With the radius of curvature of the cornea determined prior to the operation, the surgeon attempts to reconstruct this radius after the operation. When an operation such as a cataract operation is performed, an incision is made in the Limbus or periphery of the cornea about an arc of approximately 180.degree. of the periphery. The fluid within the anterior chamber is removed and the lens of the eye is then removed. In some instances, the lens is replaced utilizing known plastic lens implantation techniques, but in either event after the lens removal and the implantation, if performed, a saline solution is inserted into the anterior chamber and the corneal incision is then sutured. Ideally, the sutures are tensioned by the surgeon to provide the same configuration of the cornea that existed prior to the operation, that is, having the same radius of curvature. Binocular surgical microscopes are utilized in the performance of this operation to magnify the cornea to enable the delicate operation to be performed. However, even with the surgical microscope hereinabove described, the reconstruction of the corneal configuration by suitably tensioning the sutures is still very much a function of the skill of the hands and eyes of the surgeon performing the operation.
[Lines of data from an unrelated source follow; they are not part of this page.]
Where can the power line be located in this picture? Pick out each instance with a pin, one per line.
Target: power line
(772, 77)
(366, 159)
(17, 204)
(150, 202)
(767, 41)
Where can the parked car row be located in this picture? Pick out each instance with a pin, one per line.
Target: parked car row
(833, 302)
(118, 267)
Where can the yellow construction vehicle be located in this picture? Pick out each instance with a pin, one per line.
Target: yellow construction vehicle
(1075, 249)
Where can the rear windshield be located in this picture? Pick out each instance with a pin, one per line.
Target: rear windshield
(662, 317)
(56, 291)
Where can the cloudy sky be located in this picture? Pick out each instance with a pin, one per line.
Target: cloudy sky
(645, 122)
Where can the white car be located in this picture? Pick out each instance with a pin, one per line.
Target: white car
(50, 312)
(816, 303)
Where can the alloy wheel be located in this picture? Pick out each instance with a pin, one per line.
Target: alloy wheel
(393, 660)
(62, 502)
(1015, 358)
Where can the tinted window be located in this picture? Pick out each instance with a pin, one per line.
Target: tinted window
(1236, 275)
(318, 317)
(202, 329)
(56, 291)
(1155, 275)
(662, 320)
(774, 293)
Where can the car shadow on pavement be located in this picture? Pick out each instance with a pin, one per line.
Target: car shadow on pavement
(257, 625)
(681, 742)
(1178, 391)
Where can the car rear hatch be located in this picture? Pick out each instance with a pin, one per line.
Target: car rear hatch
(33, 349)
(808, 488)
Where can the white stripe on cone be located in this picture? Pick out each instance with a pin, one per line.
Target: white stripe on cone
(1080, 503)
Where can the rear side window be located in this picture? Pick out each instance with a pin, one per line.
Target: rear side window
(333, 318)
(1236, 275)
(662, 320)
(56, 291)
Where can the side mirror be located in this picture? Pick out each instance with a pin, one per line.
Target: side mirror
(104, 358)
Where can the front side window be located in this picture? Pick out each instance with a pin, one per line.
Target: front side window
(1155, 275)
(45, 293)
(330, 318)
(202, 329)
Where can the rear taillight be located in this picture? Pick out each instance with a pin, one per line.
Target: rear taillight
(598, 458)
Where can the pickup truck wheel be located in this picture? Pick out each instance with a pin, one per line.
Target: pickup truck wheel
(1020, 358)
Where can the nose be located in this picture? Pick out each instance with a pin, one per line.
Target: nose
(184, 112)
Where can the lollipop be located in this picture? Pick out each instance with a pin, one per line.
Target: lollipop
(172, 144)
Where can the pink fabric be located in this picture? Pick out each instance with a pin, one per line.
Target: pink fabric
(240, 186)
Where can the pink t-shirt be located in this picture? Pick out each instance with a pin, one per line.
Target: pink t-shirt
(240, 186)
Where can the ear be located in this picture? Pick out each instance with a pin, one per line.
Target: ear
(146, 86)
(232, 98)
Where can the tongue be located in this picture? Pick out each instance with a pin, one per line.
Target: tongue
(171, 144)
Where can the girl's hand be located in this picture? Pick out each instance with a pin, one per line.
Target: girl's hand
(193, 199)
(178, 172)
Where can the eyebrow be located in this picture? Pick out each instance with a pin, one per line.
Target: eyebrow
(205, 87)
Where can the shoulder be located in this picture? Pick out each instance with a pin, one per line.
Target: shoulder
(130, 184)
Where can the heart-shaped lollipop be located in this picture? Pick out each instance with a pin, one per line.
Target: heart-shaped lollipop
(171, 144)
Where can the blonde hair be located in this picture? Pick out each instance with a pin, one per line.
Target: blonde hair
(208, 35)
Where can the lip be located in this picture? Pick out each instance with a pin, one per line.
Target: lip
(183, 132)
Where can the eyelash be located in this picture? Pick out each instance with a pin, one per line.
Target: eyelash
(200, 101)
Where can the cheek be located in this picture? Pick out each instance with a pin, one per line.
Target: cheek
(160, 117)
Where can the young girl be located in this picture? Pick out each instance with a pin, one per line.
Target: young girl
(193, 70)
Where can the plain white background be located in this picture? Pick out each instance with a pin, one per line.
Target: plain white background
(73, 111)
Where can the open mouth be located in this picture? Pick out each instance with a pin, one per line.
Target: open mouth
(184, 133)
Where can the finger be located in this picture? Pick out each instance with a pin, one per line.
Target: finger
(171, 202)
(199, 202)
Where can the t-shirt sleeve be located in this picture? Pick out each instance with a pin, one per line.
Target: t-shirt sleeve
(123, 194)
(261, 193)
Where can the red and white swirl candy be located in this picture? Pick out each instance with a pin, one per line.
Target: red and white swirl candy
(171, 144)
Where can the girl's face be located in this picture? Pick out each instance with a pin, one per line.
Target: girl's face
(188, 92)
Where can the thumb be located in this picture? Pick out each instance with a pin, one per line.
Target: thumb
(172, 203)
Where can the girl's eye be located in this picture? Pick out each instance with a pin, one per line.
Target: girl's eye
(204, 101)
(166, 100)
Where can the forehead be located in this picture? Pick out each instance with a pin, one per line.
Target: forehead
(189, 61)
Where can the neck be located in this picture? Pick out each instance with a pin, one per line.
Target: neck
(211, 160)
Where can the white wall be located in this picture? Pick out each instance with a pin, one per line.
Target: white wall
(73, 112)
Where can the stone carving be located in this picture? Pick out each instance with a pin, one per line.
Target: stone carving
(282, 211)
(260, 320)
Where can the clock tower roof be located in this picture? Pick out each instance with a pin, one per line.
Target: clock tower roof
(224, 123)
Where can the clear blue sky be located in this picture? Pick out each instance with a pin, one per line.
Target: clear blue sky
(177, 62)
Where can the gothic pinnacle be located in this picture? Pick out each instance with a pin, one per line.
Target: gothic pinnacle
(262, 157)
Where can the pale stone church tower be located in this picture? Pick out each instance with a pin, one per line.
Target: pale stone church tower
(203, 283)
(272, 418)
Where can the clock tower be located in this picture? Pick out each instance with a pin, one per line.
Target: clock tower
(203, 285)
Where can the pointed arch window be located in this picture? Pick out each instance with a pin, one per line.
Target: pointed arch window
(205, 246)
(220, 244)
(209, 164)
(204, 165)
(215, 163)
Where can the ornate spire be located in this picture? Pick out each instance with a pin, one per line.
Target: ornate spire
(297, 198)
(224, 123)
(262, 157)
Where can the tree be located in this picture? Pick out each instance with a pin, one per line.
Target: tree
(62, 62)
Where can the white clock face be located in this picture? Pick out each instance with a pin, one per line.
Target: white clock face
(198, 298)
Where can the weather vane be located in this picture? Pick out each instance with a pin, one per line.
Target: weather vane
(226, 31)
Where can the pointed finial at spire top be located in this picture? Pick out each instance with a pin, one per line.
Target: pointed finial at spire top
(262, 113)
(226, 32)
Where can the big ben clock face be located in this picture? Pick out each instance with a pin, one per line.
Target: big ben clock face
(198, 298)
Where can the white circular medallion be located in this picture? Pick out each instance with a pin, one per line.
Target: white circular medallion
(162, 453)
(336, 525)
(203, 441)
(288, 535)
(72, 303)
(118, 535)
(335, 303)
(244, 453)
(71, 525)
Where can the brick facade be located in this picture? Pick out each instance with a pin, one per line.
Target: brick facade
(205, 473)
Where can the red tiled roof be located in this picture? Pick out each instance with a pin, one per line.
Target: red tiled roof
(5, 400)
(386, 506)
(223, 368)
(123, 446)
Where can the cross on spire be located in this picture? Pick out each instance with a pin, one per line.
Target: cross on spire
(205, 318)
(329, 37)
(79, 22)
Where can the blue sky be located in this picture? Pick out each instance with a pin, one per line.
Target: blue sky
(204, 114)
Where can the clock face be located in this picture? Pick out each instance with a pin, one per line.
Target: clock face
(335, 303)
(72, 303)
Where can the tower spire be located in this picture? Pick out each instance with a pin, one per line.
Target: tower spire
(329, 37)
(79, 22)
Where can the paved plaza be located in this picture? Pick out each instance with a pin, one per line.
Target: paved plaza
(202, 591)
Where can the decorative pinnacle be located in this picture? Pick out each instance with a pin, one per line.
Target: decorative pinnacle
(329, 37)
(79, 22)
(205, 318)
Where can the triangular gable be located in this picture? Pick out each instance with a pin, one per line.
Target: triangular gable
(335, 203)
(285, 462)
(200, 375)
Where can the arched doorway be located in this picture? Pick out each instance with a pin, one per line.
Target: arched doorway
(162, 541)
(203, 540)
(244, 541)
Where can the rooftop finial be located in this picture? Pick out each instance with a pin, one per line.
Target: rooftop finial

It is accordingly an object of this invention to provide a new and improved surgical microscope system.
It is another object of this invention to provide a new and improved surgical microscope system for use in an operation of the eye.
It is a further object of this invention to provide a method for utilizing the microscope as a surgical tool to reconfigure the cornea to its pre-operative condition or to reconfigure the cornea to rectify other eye disorders.